The sticks-and-stones battle at Purushottampur was over 240 acres of non-farm land, earmarked in 1989 for modernising the IISCO Steel Plant (ISP). Unlike Nandigram, the villagers are ready to give up the land but post-Singur, want bigger compensation and a job in the plant for each of the 350 families.

With every land takeover dispute now ready to be politicised, the Congress and Trinamul Congress waded into the row. Their activists blocked roads in Asansol and Burnpur towns and ransacked Asansol (South) police station demanding the police release the 80 men and 46 women they had arrested.

The land-losers had lost their case in Calcutta High Court last week and were expecting today’s police action after turning down the administration’s request to vacate the land at a meeting last night.

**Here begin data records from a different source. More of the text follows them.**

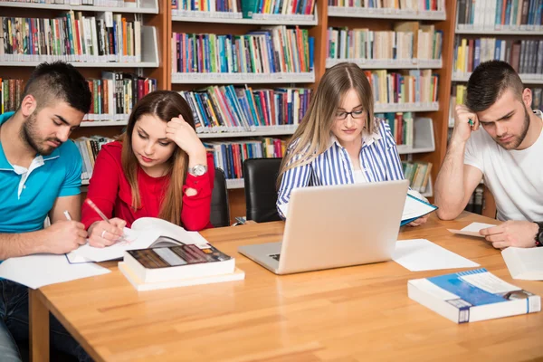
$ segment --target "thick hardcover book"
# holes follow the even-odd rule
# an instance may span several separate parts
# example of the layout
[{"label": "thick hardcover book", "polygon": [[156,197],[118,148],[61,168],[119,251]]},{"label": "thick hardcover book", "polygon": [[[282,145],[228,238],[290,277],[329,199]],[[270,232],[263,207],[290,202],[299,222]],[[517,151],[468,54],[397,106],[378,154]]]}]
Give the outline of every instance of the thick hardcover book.
[{"label": "thick hardcover book", "polygon": [[124,262],[143,282],[228,274],[235,269],[233,258],[209,243],[179,243],[175,246],[129,250]]},{"label": "thick hardcover book", "polygon": [[541,310],[541,297],[510,284],[486,269],[407,281],[409,298],[455,323]]}]

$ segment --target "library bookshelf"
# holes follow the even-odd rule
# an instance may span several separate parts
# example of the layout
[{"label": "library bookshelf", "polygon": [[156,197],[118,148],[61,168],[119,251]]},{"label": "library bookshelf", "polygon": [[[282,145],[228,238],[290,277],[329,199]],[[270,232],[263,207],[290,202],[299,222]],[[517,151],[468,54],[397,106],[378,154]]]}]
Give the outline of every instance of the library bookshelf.
[{"label": "library bookshelf", "polygon": [[[479,49],[483,48],[487,48],[487,54],[492,52],[491,59],[500,59],[511,63],[519,71],[526,87],[542,88],[543,69],[538,67],[534,71],[536,65],[542,62],[543,53],[538,53],[542,48],[539,46],[536,53],[529,48],[529,42],[543,40],[541,14],[540,10],[537,9],[538,7],[537,1],[491,0],[484,2],[477,0],[472,3],[462,1],[455,3],[453,16],[455,42],[452,47],[453,59],[451,63],[452,102],[462,102],[463,100],[458,100],[460,96],[458,96],[457,90],[459,87],[465,87],[476,62],[490,60],[488,56],[483,56],[480,52]],[[538,19],[538,14],[539,15]],[[462,42],[465,42],[465,44]],[[478,42],[480,42],[479,44]],[[499,44],[498,42],[502,43]],[[459,49],[464,45],[468,46],[468,52],[465,54],[466,57],[462,58],[459,53]],[[517,60],[514,55],[515,46],[519,46],[520,53]],[[476,55],[477,53],[478,55]],[[524,66],[522,65],[523,57],[527,59]],[[531,68],[528,66],[529,65],[528,60],[530,57],[534,57],[534,66]],[[466,61],[459,62],[460,58]],[[463,93],[465,95],[465,91]],[[533,107],[541,108],[541,90],[539,90],[538,102],[534,100]],[[453,104],[450,107],[449,127],[452,129],[454,125]],[[481,186],[483,187],[482,214],[494,218],[496,217],[495,200],[484,183],[481,182]]]},{"label": "library bookshelf", "polygon": [[[158,89],[186,91],[202,89],[205,86],[248,84],[254,89],[277,87],[304,87],[314,89],[327,68],[337,63],[338,60],[328,59],[329,27],[361,28],[374,31],[392,30],[391,23],[417,21],[424,24],[433,24],[435,30],[443,32],[442,57],[439,60],[403,60],[403,61],[361,61],[348,59],[365,70],[404,70],[431,69],[438,76],[437,100],[407,104],[377,104],[376,112],[415,112],[415,117],[430,119],[424,127],[415,128],[415,142],[412,147],[399,146],[403,158],[431,162],[431,179],[435,179],[447,146],[449,98],[452,84],[452,55],[455,30],[456,1],[443,1],[442,11],[400,11],[395,9],[352,9],[329,6],[324,0],[316,0],[313,15],[271,15],[255,14],[252,19],[243,19],[241,14],[219,14],[217,12],[186,11],[172,9],[172,2],[167,0],[140,0],[137,7],[104,7],[89,5],[58,5],[34,3],[13,3],[0,1],[4,16],[54,17],[67,10],[92,12],[112,11],[127,17],[142,20],[145,28],[150,27],[151,39],[142,46],[148,52],[139,63],[76,63],[86,78],[99,78],[102,70],[114,69],[121,71],[138,71],[144,77],[157,79]],[[307,29],[314,38],[313,69],[303,73],[243,74],[243,73],[179,73],[174,71],[172,60],[176,56],[172,49],[173,33],[213,33],[216,34],[245,34],[251,31],[277,25],[298,25]],[[0,76],[28,79],[32,67],[36,63],[0,62]],[[24,66],[26,65],[26,66]],[[126,126],[126,118],[115,119],[84,121],[73,134],[73,138],[81,136],[100,135],[114,137]],[[428,121],[426,121],[428,122]],[[421,130],[422,129],[422,130]],[[199,133],[204,141],[243,140],[262,137],[288,138],[295,130],[295,126],[260,127],[250,130]],[[228,181],[231,217],[245,214],[245,200],[243,179]],[[85,186],[83,186],[83,190]],[[432,189],[432,187],[430,187]],[[427,194],[432,201],[432,194]]]}]

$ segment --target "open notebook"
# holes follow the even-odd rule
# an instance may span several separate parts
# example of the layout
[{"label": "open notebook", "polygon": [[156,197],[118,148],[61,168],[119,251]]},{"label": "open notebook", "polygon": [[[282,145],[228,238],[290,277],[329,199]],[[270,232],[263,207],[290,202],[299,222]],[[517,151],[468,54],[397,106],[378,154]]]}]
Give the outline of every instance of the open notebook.
[{"label": "open notebook", "polygon": [[197,232],[187,232],[166,220],[142,217],[125,228],[125,241],[105,248],[95,248],[88,243],[66,254],[71,263],[105,262],[121,259],[126,250],[147,249],[149,247],[174,246],[187,243],[207,243]]}]

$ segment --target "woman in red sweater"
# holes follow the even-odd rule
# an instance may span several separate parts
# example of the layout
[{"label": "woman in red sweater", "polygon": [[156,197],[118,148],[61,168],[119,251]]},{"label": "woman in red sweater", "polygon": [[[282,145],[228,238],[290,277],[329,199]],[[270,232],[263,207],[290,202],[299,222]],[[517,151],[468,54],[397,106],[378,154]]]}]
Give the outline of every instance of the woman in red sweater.
[{"label": "woman in red sweater", "polygon": [[146,216],[186,230],[211,227],[214,178],[213,155],[198,138],[185,99],[171,90],[148,94],[119,140],[104,145],[96,158],[87,195],[110,219],[83,204],[90,244],[110,245],[125,225]]}]

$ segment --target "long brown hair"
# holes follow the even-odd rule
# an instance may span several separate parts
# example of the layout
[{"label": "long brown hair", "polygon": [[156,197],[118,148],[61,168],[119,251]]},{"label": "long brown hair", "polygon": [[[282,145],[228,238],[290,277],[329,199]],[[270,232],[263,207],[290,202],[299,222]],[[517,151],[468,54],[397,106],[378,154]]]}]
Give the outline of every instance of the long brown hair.
[{"label": "long brown hair", "polygon": [[327,150],[336,111],[350,90],[355,90],[367,112],[364,132],[376,131],[373,92],[364,71],[350,62],[333,66],[322,76],[303,119],[289,142],[288,152],[281,164],[278,186],[286,171],[310,164]]},{"label": "long brown hair", "polygon": [[[132,133],[134,132],[136,122],[144,115],[157,117],[165,122],[168,122],[171,119],[182,115],[183,119],[195,129],[195,120],[191,109],[186,100],[179,93],[172,90],[156,90],[138,101],[129,118],[127,130],[120,137],[122,140],[122,169],[132,190],[132,206],[134,209],[139,207],[141,198],[138,185],[139,163],[132,149]],[[186,178],[188,156],[179,147],[176,147],[176,150],[167,163],[167,175],[170,176],[169,185],[164,200],[162,200],[158,217],[180,225],[181,208],[183,206],[183,185],[185,185]]]}]

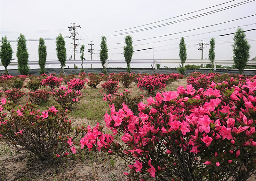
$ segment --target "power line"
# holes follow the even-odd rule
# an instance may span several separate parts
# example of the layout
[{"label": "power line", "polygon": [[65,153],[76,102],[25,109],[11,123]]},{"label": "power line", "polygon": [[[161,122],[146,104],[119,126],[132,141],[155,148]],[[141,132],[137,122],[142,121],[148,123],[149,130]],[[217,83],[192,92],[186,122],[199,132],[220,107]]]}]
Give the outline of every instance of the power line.
[{"label": "power line", "polygon": [[[143,29],[139,29],[139,30],[133,30],[132,31],[129,31],[129,32],[124,32],[124,33],[117,33],[117,34],[116,34],[116,35],[112,35],[111,36],[119,36],[119,35],[124,35],[124,34],[126,34],[127,33],[137,33],[137,32],[141,32],[141,31],[143,31],[148,30],[151,30],[151,29],[154,29],[154,28],[159,28],[159,27],[162,27],[162,26],[167,26],[168,25],[172,25],[173,24],[175,24],[175,23],[180,23],[180,22],[182,22],[183,21],[187,21],[187,20],[190,20],[190,19],[195,19],[195,18],[199,18],[200,17],[202,17],[202,16],[206,16],[206,15],[209,15],[209,14],[213,14],[213,13],[216,13],[216,12],[220,12],[220,11],[222,11],[227,10],[228,10],[228,9],[230,9],[230,8],[234,8],[235,7],[236,7],[237,6],[240,6],[240,5],[243,5],[244,4],[246,4],[247,3],[251,3],[252,2],[253,2],[253,1],[255,1],[255,0],[253,0],[252,1],[250,1],[249,2],[246,2],[246,3],[244,3],[243,4],[239,4],[239,5],[237,5],[236,6],[233,6],[233,7],[229,7],[228,8],[227,8],[225,9],[224,9],[224,8],[228,8],[228,7],[230,7],[230,6],[234,6],[234,5],[238,4],[241,4],[241,3],[244,3],[245,2],[246,2],[246,1],[250,1],[250,0],[247,0],[246,1],[244,1],[243,2],[242,2],[241,3],[237,3],[237,4],[233,4],[232,5],[231,5],[229,6],[228,6],[224,7],[224,8],[220,8],[220,9],[218,9],[217,10],[213,10],[213,11],[209,11],[208,12],[206,12],[206,13],[203,13],[203,14],[199,14],[199,15],[197,15],[193,16],[191,16],[191,17],[188,17],[188,18],[186,18],[181,19],[179,19],[179,20],[176,20],[174,21],[172,21],[172,22],[169,22],[168,23],[164,23],[164,24],[162,24],[161,25],[156,25],[156,26],[151,26],[151,27],[148,27],[147,28],[143,28]],[[219,10],[219,11],[218,11],[218,10]],[[213,12],[213,11],[215,11],[215,12]],[[206,13],[208,13],[208,14],[206,14]]]},{"label": "power line", "polygon": [[[238,19],[234,19],[233,20],[231,20],[230,21],[226,21],[225,22],[223,22],[222,23],[217,23],[217,24],[215,24],[214,25],[209,25],[209,26],[204,26],[204,27],[200,27],[200,28],[195,28],[194,29],[192,29],[191,30],[186,30],[186,31],[183,31],[182,32],[177,32],[177,33],[174,33],[170,34],[167,34],[167,35],[163,35],[159,36],[156,36],[156,37],[151,37],[151,38],[145,38],[145,39],[142,39],[141,40],[135,40],[135,41],[133,41],[134,42],[134,41],[143,41],[143,40],[149,40],[149,39],[154,39],[154,38],[159,38],[159,37],[164,37],[164,36],[170,36],[170,35],[174,35],[174,34],[180,33],[181,33],[187,32],[189,32],[189,31],[193,31],[193,30],[199,30],[199,29],[201,29],[202,28],[204,28],[208,27],[211,27],[211,26],[216,26],[216,25],[221,25],[221,24],[223,24],[224,23],[228,23],[228,22],[231,22],[232,21],[236,21],[237,20],[239,20],[239,19],[244,19],[244,18],[249,18],[249,17],[252,17],[252,16],[255,16],[255,15],[256,15],[256,14],[254,14],[254,15],[251,15],[251,16],[246,16],[245,17],[241,18],[239,18]],[[116,43],[116,44],[121,44],[124,43],[125,43],[125,42],[123,42],[122,43]]]},{"label": "power line", "polygon": [[[184,36],[183,37],[184,37],[184,38],[186,38],[186,37],[192,37],[192,36],[197,36],[197,35],[202,35],[202,34],[207,34],[207,33],[214,33],[214,32],[219,32],[219,31],[224,31],[224,30],[229,30],[229,29],[232,29],[233,28],[238,28],[238,27],[241,27],[242,26],[250,26],[250,25],[255,25],[255,24],[256,24],[256,23],[252,23],[251,24],[248,24],[248,25],[241,25],[241,26],[235,26],[235,27],[232,27],[231,28],[226,28],[226,29],[222,29],[222,30],[216,30],[216,31],[212,31],[206,32],[206,33],[199,33],[199,34],[194,34],[194,35],[191,35],[185,36]],[[219,36],[215,36],[216,37],[218,37]],[[143,44],[138,44],[138,45],[133,45],[133,46],[134,47],[134,46],[140,46],[140,45],[147,45],[147,44],[151,44],[152,43],[158,43],[158,42],[163,42],[163,41],[169,41],[169,40],[177,40],[177,39],[180,39],[180,38],[181,38],[181,37],[178,37],[178,38],[172,38],[172,39],[168,39],[168,40],[161,40],[161,41],[155,41],[155,42],[149,42],[149,43],[143,43]],[[194,40],[193,40],[193,41],[194,41]],[[166,45],[164,45],[164,46],[165,46]],[[113,50],[113,49],[119,49],[119,48],[124,48],[124,47],[118,47],[118,48],[110,48],[110,49],[108,49],[108,50]],[[96,50],[95,51],[97,51],[97,50]]]},{"label": "power line", "polygon": [[118,30],[117,31],[114,31],[114,32],[113,32],[112,33],[117,32],[120,32],[120,31],[124,31],[124,30],[129,30],[130,29],[132,29],[132,28],[138,28],[138,27],[140,27],[141,26],[146,26],[146,25],[151,25],[151,24],[153,24],[154,23],[158,23],[159,22],[161,22],[161,21],[165,21],[166,20],[168,20],[168,19],[172,19],[173,18],[178,18],[178,17],[180,17],[180,16],[184,16],[185,15],[187,15],[188,14],[191,14],[191,13],[194,13],[194,12],[198,12],[198,11],[202,11],[202,10],[206,10],[206,9],[209,9],[209,8],[213,8],[213,7],[215,7],[216,6],[220,6],[220,5],[221,5],[222,4],[224,4],[228,3],[230,3],[230,2],[232,2],[232,1],[234,1],[235,0],[232,0],[232,1],[228,1],[228,2],[226,2],[226,3],[222,3],[221,4],[217,4],[217,5],[215,5],[215,6],[211,6],[210,7],[208,7],[206,8],[204,8],[204,9],[202,9],[201,10],[197,10],[197,11],[194,11],[191,12],[189,12],[189,13],[186,13],[186,14],[182,14],[181,15],[180,15],[179,16],[175,16],[174,17],[172,17],[172,18],[167,18],[167,19],[164,19],[164,20],[160,20],[160,21],[156,21],[155,22],[153,22],[153,23],[148,23],[148,24],[145,24],[145,25],[141,25],[140,26],[135,26],[134,27],[132,27],[132,28],[126,28],[126,29],[123,29],[123,30]]},{"label": "power line", "polygon": [[[63,38],[69,38],[69,36],[64,36],[63,37]],[[56,38],[44,38],[44,40],[56,40]],[[39,39],[28,39],[27,40],[27,41],[39,41]],[[2,40],[0,40],[0,42],[1,42]],[[18,40],[8,40],[8,41],[10,42],[17,42]]]},{"label": "power line", "polygon": [[[243,32],[249,32],[250,31],[252,31],[252,30],[256,30],[256,28],[255,28],[254,29],[252,29],[251,30],[246,30],[245,31],[243,31]],[[226,36],[226,35],[229,35],[230,34],[235,34],[235,33],[236,33],[236,32],[235,32],[234,33],[228,33],[228,34],[223,34],[223,35],[220,35],[219,36]]]}]

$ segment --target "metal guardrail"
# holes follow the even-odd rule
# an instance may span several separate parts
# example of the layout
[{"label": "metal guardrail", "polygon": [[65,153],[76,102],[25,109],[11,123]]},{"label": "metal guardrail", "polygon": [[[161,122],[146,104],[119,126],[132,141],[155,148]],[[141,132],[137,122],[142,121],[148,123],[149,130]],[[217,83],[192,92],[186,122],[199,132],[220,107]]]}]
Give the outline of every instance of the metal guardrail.
[{"label": "metal guardrail", "polygon": [[[210,60],[201,60],[201,59],[188,59],[186,61],[185,65],[187,64],[209,64]],[[160,63],[174,63],[178,64],[180,63],[180,59],[133,59],[131,61],[131,64],[141,64],[141,68],[143,67],[143,64],[146,63],[147,65],[152,64],[154,65],[155,69],[156,68],[156,64]],[[230,65],[233,64],[233,60],[215,60],[215,63],[216,64],[220,64],[222,65]],[[29,65],[38,65],[38,61],[29,61],[28,62]],[[66,64],[76,64],[80,65],[82,63],[81,60],[67,60],[66,62]],[[83,64],[101,64],[99,60],[84,60]],[[125,63],[126,62],[124,60],[108,60],[106,63],[106,67],[108,67],[108,64],[118,64],[121,63]],[[46,62],[46,65],[60,65],[60,63],[59,61],[49,60]],[[256,61],[249,61],[247,64],[248,65],[256,66]],[[18,66],[17,62],[12,62],[9,65],[10,66]],[[2,66],[2,63],[0,62],[0,66]],[[39,66],[38,66],[39,67]]]}]

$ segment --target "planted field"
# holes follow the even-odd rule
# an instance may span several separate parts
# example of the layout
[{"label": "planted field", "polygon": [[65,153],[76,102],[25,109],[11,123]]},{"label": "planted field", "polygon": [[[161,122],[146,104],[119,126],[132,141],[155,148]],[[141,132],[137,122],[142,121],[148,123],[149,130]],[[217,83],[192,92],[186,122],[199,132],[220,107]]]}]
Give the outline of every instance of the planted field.
[{"label": "planted field", "polygon": [[1,78],[3,180],[255,180],[256,77]]}]

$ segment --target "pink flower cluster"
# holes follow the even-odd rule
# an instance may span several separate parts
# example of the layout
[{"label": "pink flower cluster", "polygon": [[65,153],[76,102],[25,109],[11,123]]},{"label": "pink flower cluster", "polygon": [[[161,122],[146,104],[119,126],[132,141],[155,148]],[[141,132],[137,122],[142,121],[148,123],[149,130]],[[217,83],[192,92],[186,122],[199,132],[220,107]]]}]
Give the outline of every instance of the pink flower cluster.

The 800 personnel were enough to handle the 700 protesters, but the 50 policewomen were too few for the 300 women and children who formed the human shield. The policemen lent their co-workers a hand by dragging women protesters to waiting buses, while some women took off their saris and lay down to avert arrest.

There were molestation charges later. “We were agitating peacefully but the police attacked us with lathis and tried to molest our women. They abused us and threatened to kill us,” said Chanakya Roy, a protester.

The steel plant hadn’t earlier taken possession of the land because it didn’t have the money to start modernising. But last year, the Prime Minister announced a Rs 10,000-crore package with a 2009 deadline and the project sprang back to life.

The state started paying the land-losers last year. The Congress claimed the villagers had been offered only Rs 5.6 lakh an acre although ISP had paid the government over Rs 13 lakh an acre.

Chief Minister Buddhadeb Bhattacharjee refused to comment on the charge but said the problem “would be over soon”.

ISP has said it paid Rs 40 crore for the 305 acres in the Purushottampur, Nagrasoda and Hirapur mouzas, about 260 km from Calcutta. Nagrasoda and Hirapur, where 65 acres of the site lie, accepted the cheques but Purushottampur, with 240 acres, held out.

The villagers are encouraged by the job offer from the Jindals to land-losers at the site of their planned Salboni steel plant. Real estate company DLF and electronics major Videocon, too, have promised jobs to the displaced.

The Asansol administration has clamped Section 144 to prevent gatherings at the village, but the protesters have vowed to fight on.

They stoned the police, hitting deputy magistrate Soumya Bhattacharya in the chest and injuring five policemen, including the additional superintendent. A lathi-charge left a dozen villagers injured.

“The police kicked me in the abdomen though I told them I was pregnant. I lay bleeding till my husband rescued me,” said Parbati Roy, wife of Dukhomoy, a daily labourer.

In Nandigram, bombs and bullets continued to fly across the Talpatti canal that separates CPM and Opposition areas.